**Project Scenario:**
An international firm that is looking to expand its business in different countries across the world has recruited you. You have been hired as a junior Data Engineer and are tasked with creating a script that can extract the list of the top 10 largest economies of the world in descending order of their GDPs in Billion USD (rounded to 2 decimal places), as logged by the International Monetary Fund (IMF).

The required data seems to be available on the URL mentioned below:
https://web.archive.org/web/20230902185326/https://en.wikipedia.org/wiki/List_of_countries_by_GDP_%28nominal%29


In [None]:
!pip install numpy pandas
!pip install lxml #(Dealing with xml html documents)



In [None]:
import pandas as pd
import numpy as np

Extract tables from webpage using Pandas.

Retain table number 3 as the required dataframe.

Replace the column headers with column numbers
df.columns = range(df.shape[1])

Retain columns with index 0 and 2 (name of country and value of GDP quoted by IMF)

Retain the Rows with index 1 to 10, indicating the top 10 economies of the world.

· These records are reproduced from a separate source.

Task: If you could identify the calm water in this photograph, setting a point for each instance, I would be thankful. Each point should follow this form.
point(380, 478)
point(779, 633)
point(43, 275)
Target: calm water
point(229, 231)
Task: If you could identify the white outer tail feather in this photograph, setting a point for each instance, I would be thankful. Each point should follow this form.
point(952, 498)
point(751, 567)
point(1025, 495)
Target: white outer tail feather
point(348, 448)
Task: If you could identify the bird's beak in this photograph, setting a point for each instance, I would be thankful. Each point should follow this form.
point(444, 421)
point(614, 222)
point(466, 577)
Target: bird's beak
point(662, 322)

Assign column names as "Country" and "GDP (Million USD)"




In [None]:
url="https://web.archive.org/web/20230902185326/https://en.wikipedia.org/wiki/List_of_countries_by_GDP_%28nominal%29"
tables=pd.read_html(url)
df=tables[3]


In [None]:
df

Unnamed: 0_level_0,Country/Territory,UN region,IMF[1][13],IMF[1][13],World Bank[14],World Bank[14],United Nations[15],United Nations[15]
Unnamed: 0_level_1,Country/Territory,UN region,Estimate,Year,Estimate,Year,Estimate,Year
0,World,—,105568776,2023,100562011,2022,96698005,2021
1,United States,Americas,26854599,2023,25462700,2022,23315081,2021
2,China,Asia,19373586,[n 1]2023,17963171,[n 3]2022,17734131,[n 1]2021
3,Japan,Asia,4409738,2023,4231141,2022,4940878,2021
4,Germany,Europe,4308854,2023,4072192,2022,4259935,2021
...,...,...,...,...,...,...,...,...
209,Anguilla,Americas,—,—,—,—,303,2021
210,Kiribati,Oceania,248,2023,223,2022,227,2021
211,Nauru,Oceania,151,2023,151,2022,155,2021
212,Montserrat,Americas,—,—,—,—,72,2021


In [None]:
df.columns=range(df.shape[1])

In [None]:
print(df.columns)

RangeIndex(start=0, stop=8, step=1)


In [None]:
df

Unnamed: 0,0,1,2,3,4,5,6,7
0,World,—,105568776,2023,100562011,2022,96698005,2021
1,United States,Americas,26854599,2023,25462700,2022,23315081,2021
2,China,Asia,19373586,[n 1]2023,17963171,[n 3]2022,17734131,[n 1]2021
3,Japan,Asia,4409738,2023,4231141,2022,4940878,2021
4,Germany,Europe,4308854,2023,4072192,2022,4259935,2021
...,...,...,...,...,...,...,...,...
209,Anguilla,Americas,—,—,—,—,303,2021
210,Kiribati,Oceania,248,2023,223,2022,227,2021
211,Nauru,Oceania,151,2023,151,2022,155,2021
212,Montserrat,Americas,—,—,—,—,72,2021


In [None]:
df=df[[0,2]]
df

Unnamed: 0,0,2
0,World,105568776
1,United States,26854599
2,China,19373586
3,Japan,4409738
4,Germany,4308854
...,...,...
209,Anguilla,—
210,Kiribati,248
211,Nauru,151
212,Montserrat,—


In [None]:
df = df.iloc[1:11,:]

In [None]:
df

Unnamed: 0,0,2
1,United States,26854599
2,China,19373586
3,Japan,4409738
4,Germany,4308854
5,India,3736882
6,United Kingdom,3158938
7,France,2923489
8,Italy,2169745
9,Canada,2089672
10,Brazil,2081235


In [None]:
df.columns = ["Country", "GDP (Million USD)"]

In [None]:
df

Unnamed: 0,Country,GDP (Million USD)
1,United States,26854599
2,China,19373586
3,Japan,4409738
4,Germany,4308854
5,India,3736882
6,United Kingdom,3158938
7,France,2923489
8,Italy,2169745
9,Canada,2089672
10,Brazil,2081235


Modify the GDP column of the DataFrame, converting the value available in Million USD to Billion USD. Use the round() method of Numpy library to round the value to 2 decimal places. Modify the header of the DataFrame to GDP (Billion USD)

In [None]:
df['GDP (Million USD)'] = df['GDP (Million USD)'].astype(int)
df[['GDP (Million USD)']] = df[['GDP (Million USD)']]/1000
df[['GDP (Million USD)']] = np.round(df[['GDP (Million USD)']],4)
df.rename(columns={'GDP (Million USD)':'GDP (Billion USD)'})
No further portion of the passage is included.